If the bonds are issued, only the $2 million of principal would be paid to the city, according to city officials.

Meanwhile, attorneys for bondholders agreed yesterday to dismiss long-standing litigation against the city if the refunding goes forward and bondholders are paid.

At a status hearing in Chicago before U.S. District Court Judge James Moran, Niemann outlined the city's plan to use proceeds from the refunding to redeem outstanding skyway bonds at a price of 101% of principal by July 1.

Kimball Anderson, a partner at Winston & Strawn, the law firm representing bondholders, said that assuming the bond refunding plan is passed and after holders of the defaulted bonds are contacted, the lawsuit will be dismissed.

The refunding would make the lawsuit moot "because the old bonds will case to exist and the city will have fully paid" bondholders, Anderson said.

The only issue that remains to be resolved is about $90,000 in bondholder attorney fees, Anderson said. The attorneys told the judge that the payment of the fees will be resolved "informally" between them. The fees are payable from skyway revenues.

Bondholders have been in court since the 1970s in various attempts to force the city to pay off the bonds, which have been in default since 1963. Their latest claim, pending in federal district court, is that Chicago breached its fiduciary duty by depositing skyway revenues in non-interest bearing bank accounts.

Chicago is facing Jan. 1, 1995, deadline for resolving the skyway default. That is the date the outstanding bonds are scheduled to mature. If Chicago were to let the bonds mature without paying bondholders, the city would face an interest rate penalty of 5% more than the 3 3/8% and 4 3/8% coupon rates on the outstanding bonds. Knorr said last week that Chicago's credit standing could be negatively affected by failing to meet the January deadline.

The city would also face continued litigation and the prospect of more court-ordered toll increases. Last year, bondholders successfully argued for a toll increase to $2 per trip from $1.75, which went into effect in August.

In 1963, lack of sufficient traffic caused a default on $101 million of revenue bonds sold in 1955 and 1957 to build the skyway, a 7.8-mile toll-road that connects the southeast side of Chicago with the northwest corner of Indiana. In 1991, the city redeemed $10.8 million of the bonds through a tender offer.
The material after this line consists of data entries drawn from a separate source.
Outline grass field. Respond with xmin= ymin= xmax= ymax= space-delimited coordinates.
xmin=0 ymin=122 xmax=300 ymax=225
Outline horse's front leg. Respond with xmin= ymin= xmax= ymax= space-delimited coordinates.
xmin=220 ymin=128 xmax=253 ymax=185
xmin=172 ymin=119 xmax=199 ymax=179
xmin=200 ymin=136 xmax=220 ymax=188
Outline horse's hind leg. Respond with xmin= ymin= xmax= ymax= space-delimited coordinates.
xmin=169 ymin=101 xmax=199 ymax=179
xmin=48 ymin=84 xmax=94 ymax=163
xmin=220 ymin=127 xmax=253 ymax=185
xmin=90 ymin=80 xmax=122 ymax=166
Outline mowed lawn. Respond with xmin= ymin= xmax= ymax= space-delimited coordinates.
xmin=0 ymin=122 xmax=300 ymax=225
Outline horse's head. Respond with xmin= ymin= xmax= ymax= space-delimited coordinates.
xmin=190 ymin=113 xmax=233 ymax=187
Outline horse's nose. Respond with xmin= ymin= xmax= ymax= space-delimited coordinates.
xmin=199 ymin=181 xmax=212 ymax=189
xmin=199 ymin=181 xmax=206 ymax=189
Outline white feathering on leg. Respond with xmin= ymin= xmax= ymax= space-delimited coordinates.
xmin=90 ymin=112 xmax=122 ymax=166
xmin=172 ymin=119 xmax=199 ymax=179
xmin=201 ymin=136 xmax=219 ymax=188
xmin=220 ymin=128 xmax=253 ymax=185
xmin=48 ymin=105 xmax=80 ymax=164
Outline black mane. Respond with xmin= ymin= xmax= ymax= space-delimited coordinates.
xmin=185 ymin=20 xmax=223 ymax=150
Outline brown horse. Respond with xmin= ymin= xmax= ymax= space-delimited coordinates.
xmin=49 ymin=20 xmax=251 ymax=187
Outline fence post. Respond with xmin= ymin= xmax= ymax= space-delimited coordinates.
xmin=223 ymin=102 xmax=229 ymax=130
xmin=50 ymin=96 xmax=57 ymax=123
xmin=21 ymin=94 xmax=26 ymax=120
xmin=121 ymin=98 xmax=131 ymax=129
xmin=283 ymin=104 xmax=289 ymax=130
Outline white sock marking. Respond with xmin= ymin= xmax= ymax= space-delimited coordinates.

Knorr said last week that traffic and revenues on the skyway have improved over the past five years. He said the city will seek insurance for the refunding issue. Earlier this week, Knorr requested ratings from Moody's Investors Serice, Fitch Investors Service, and Standard & Poor's Corp. after receiving indications from Fitch and Standard & Poor's that the refunded bonds would be investment grade.